The March 10, 2015, Lab seminar was presented by Sam Loewenberg, who is an investigative journalist and a 2014-15 Project for Public Narrative Fellow. Loewenberg covers the intersection of global health, business, government and politics, and during his fellowship, he will be investigating the political, economic, and institutional barriers to reforming American foreign assistance programs for global health and hunger.

Loewenberg began his presentation by explaining what initially caused him to begin to focus on hunger. In 2005, a hunger crisis in Niger affected 2.5 million people, and later it became apparent that the crisis was not caused by war, famine, or catastrophe, but by bad governance. In fact, the crisis had been warned about 6 months in advance. Beginning with this crisis, and looking at others, he noticed a pattern: that aid usually comes only once a full-blown crisis has occurred and television cameras have arrived, and that governments and the public usually pay little attention beforehand. This media-driven response to public policy is known as "the CNN effect."
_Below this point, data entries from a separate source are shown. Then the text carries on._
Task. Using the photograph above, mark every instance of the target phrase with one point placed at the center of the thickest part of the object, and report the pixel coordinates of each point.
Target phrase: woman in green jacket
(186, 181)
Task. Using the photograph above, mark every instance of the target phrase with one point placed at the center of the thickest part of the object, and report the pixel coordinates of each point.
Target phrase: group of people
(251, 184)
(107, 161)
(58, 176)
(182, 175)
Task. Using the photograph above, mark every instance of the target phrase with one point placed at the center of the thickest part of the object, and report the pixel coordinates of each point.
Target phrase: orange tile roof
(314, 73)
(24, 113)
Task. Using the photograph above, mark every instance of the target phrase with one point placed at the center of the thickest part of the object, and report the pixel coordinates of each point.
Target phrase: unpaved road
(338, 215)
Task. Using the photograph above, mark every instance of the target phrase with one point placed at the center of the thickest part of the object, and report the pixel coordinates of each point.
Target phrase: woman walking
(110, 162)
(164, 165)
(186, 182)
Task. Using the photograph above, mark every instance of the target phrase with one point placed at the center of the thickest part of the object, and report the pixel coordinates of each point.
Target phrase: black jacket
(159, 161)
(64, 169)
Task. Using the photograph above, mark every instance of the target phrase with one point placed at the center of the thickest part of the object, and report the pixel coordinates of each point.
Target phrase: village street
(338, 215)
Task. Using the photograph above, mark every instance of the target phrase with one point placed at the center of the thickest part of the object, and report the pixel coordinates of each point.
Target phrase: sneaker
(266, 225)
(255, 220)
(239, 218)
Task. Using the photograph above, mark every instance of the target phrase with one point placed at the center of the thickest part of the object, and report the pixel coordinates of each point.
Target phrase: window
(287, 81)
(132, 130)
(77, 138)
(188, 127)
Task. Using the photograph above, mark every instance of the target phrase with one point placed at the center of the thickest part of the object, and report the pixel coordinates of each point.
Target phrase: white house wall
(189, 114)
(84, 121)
Loewenberg then discussed the underlying dynamic, by which preventative measures (such as building basic infrastructure for water and sanitation, or providing financial assistance to make people more resilient before the crisis hits) are dismissed by policy-makers as "too expensive." Rather, they wait to act until the crisis occurs, which is far more costly both financially and to people's health. He calls this dynamic the “politics of scarcity.” This type of politics is great for fundraising, but terrible for people’s underlying situation, because those situations are never changed when assistance only comes when things have already become a full-crisis. What’s more, Loewenberg explained that the types of people who are usually hit hardest by these crises are the politically disenfranchised, often indigenous people or other politically disenfranchised minorities, including those in the US most affected by Hurricane Katrina.

Moving on, Loewenberg began to discuss countries that are making progress with hunger problems, and what the primary cause of that success is. He explained that some countries in Latin America have successfully addressed pervasive hunger problems recently, which is largely a factor of political will.  Still, there is the case of Guatemala, which is not considered poor relative to its surrounding neighbors, there are still persistent hunger problems among the country's large indigenous population, and this is largely because of political disenfranchisement.

Speaking on the efficacy and economics of food aid, Loewenberg argued that the way the United States delivers food aid to foreign countries is nothing short than absurd. Specifically, numerous researchers and even the GAO have produced studies analyzing the costs, and in general, the U.S. loses about 50 cents on every 1-dollar spent on food aid. What is the reason for this? In fact, the program has not changed much since it was started by the Kennedy administration in the 1960s.The U.S. still ships commodities abroad on American-flagged ships, which exist largely only for this program (most ships are registered in Liberia, Panama, or the Marshall Island).  Further, the US differs from almost every other donors because it ships actual food bought on US commodities exchanges, rather than sending cash for local purchase, which is what most countries do.  We now know that this method is highly inefficient because when you ship food into local markets, you’re flooding the markets and may actual do damage by undermining local farmers. Efforts to reform this type of food aid, first under the Bush administration and currently by the Obama administration, have been blocked both by the shipping industry and the agriculture industry because they stand to profit from current system.

Sam concluded by arguing that because much foreign aid is given for reasons other than its stated purpose - helping people - but instead of strategic or diplomatic reasons, it is no wonder that it does not work very well. This misalignment of underlying interests corrupts the entire institution of aid itself. As a possible model for reform, he cited the Report of the Massachusetts Sanitary Commission of 1850, which presented the political and economic case for implementing long-term public health and infrastructure programs, which said that many argue that these types of programs are too expensive, the most wasteful course of all is to do nothing.

Closing the discussion, participants of the Lab began to consider corruption on both ends of the foreign aid spectrum, on the donor end which is self-interested, and on the receiving end - national governments that receive the aid - which often lack the political will to help their own poor and do not use the funding to deal with underlying issues. Participants agreed that the whole system seems broken. At this point, one participant pointed out what he considered to be the key problems in foreign food aid policy from Sam’s presentation. The Fundraising account: wait until it’s a full-grown crisis, delay for self-interested reasons; the capital investment account: what we need is a major upfront investment, rather than a reactive emergency response that doesn’t address underlying infrastructure issues; and the capacity account: do we actually have the resources necessary to develop third-world countries? And even if our ends are true and not corrupt, will corruption on the ground hamper us from doing so? There was a consensus among participants of the Lab that these key issues must be addressed in order for foreign aid policy to be steered in a better direction.